Hi every one ! This post is about methods on how to retrieve textual document.

What is information retrieval(IR)

[An Introduction to Information Retrieval by Christopher D. Manning et al.]
Information retrieval (IR) is finding material (usually documents) of an unstructured nature (usually text) that satisfy an information need from within large collections (usually stored on computers).

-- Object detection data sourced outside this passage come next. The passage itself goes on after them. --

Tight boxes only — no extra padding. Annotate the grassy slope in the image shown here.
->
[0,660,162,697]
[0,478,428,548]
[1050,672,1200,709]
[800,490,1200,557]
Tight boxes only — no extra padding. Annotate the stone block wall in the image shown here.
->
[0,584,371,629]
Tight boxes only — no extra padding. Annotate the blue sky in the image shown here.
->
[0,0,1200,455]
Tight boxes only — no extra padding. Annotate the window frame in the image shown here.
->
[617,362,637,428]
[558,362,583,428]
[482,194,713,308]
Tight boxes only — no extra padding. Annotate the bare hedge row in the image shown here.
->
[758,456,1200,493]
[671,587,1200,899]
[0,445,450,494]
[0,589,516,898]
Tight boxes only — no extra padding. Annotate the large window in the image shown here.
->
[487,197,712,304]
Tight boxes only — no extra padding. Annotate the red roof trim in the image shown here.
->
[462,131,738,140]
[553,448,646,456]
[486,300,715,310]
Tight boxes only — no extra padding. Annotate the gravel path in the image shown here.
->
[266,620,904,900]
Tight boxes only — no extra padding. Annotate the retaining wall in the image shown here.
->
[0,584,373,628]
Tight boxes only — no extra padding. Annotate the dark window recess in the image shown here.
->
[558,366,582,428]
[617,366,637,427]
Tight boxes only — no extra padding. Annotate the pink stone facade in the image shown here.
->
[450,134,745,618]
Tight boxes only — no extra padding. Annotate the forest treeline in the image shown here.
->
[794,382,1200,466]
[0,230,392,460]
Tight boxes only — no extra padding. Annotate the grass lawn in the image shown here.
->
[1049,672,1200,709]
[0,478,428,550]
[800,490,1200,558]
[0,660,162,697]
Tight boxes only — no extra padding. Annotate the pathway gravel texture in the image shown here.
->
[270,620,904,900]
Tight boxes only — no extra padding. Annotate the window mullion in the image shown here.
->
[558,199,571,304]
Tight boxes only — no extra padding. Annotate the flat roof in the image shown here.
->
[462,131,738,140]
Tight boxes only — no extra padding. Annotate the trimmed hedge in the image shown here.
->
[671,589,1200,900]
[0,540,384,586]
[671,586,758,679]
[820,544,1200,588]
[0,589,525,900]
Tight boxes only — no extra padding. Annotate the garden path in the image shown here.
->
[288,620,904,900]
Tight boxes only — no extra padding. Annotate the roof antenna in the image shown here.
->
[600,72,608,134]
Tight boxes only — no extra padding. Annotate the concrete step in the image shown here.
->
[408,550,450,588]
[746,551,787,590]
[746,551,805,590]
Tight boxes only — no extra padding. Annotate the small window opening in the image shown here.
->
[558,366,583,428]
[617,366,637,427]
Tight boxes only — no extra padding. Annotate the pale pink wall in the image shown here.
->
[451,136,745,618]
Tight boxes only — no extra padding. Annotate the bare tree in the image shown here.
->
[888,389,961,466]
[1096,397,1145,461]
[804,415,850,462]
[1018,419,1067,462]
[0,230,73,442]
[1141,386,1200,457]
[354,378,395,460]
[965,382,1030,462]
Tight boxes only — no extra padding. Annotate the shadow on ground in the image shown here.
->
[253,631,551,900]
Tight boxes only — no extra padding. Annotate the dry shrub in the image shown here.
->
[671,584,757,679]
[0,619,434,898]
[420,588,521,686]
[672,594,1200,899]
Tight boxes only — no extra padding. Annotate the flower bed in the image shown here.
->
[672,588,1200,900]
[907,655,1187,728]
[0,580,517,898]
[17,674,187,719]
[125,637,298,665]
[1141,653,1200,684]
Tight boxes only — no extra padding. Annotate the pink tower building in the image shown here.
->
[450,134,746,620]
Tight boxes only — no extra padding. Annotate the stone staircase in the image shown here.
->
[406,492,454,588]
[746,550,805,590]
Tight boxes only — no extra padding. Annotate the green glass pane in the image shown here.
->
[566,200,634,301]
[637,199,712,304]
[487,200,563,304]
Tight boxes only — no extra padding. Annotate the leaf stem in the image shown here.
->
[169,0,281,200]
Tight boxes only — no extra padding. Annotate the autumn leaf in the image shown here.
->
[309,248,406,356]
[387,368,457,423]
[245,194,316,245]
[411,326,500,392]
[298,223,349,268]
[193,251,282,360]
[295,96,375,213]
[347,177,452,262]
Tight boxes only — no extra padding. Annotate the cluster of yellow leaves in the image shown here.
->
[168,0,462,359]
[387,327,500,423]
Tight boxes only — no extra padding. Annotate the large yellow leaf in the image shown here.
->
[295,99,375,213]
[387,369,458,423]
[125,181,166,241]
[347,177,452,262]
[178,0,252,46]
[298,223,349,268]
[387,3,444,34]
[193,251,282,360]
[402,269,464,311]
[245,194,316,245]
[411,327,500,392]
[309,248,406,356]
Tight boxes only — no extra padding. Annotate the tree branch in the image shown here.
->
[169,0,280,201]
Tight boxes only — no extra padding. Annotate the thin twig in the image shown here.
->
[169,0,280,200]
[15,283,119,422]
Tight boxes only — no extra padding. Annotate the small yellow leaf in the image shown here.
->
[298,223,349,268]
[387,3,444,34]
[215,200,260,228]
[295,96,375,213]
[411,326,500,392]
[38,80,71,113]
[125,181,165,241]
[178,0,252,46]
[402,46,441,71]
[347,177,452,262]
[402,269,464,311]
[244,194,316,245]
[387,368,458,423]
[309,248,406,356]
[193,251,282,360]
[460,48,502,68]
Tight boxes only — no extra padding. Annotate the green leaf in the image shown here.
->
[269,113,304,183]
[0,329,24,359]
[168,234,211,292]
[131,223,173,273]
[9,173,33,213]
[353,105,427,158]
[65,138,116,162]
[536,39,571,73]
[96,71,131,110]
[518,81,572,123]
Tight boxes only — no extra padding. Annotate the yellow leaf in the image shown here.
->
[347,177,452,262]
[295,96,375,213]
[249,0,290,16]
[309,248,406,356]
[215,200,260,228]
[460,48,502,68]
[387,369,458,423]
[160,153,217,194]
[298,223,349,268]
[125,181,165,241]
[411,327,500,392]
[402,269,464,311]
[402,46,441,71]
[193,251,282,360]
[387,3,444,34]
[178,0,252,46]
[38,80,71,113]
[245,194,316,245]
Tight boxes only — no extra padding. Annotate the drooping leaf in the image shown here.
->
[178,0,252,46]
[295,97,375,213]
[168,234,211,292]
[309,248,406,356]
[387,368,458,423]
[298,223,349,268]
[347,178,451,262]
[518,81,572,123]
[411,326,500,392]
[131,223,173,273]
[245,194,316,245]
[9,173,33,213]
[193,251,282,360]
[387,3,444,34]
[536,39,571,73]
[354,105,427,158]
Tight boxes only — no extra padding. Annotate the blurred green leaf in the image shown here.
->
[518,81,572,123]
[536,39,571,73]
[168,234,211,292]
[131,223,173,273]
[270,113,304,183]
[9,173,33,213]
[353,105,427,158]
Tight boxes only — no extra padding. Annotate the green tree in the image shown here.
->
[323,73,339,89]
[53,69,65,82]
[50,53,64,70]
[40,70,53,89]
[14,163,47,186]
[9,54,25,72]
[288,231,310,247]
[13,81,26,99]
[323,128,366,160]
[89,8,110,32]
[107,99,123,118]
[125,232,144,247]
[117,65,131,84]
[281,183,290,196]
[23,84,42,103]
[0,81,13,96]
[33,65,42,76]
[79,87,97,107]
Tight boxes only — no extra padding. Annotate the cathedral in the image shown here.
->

Once documents are indexed, the next step is generally the retrieval, that is to search for the document.
In this post we explore 3 main methods:

  • Boolean models
  • vector models
  • probabilistic models

Textual retrieval methods

Boolean models

This models are based on boolean algebra. Each document is represented only by it set of indexed terms, no weight is taken in consideration.
Every query is formulated using AND, OR, NOT
Example :
Suppose we have nationalities of a given school pare promotions P22, p23, p24, p25.
Where 1 indicates the given nationality in the promotion and a 0 the absence of that nationality.
A boolean representation will be the term-document incidence matrix. term-document matrix

Avantages
  • Simple to implement
  • Good performance
  • Low computational complexity
  • Simple user query structure
    We can for example ask:
    Information need :What are the nationalities present from P22 too P24.
    Information need is the topic about which the user desires to know more. [An Introduction to Information Retrieval by Christopher D. Manning et al.]
    P22 : 0 1 1 1 0 1 0, P23 : 0 1 1 1 1 0 1, P24 : 0 1 1 1 1 0 1
    Query : 0 1 1 1 0 1 0 AND 0 1 1 1 1 0 1 AND 0 1 1 1 1 0 1 = 0 0 1 0 0 0 0
    Query is what the user conveys to the computer in an attempt to communicate the information need. Answer : Guinea
Draw backs
  • Boolean queries are difficult to conceive for non experts
  • No partial matching
  • No indexed terms weight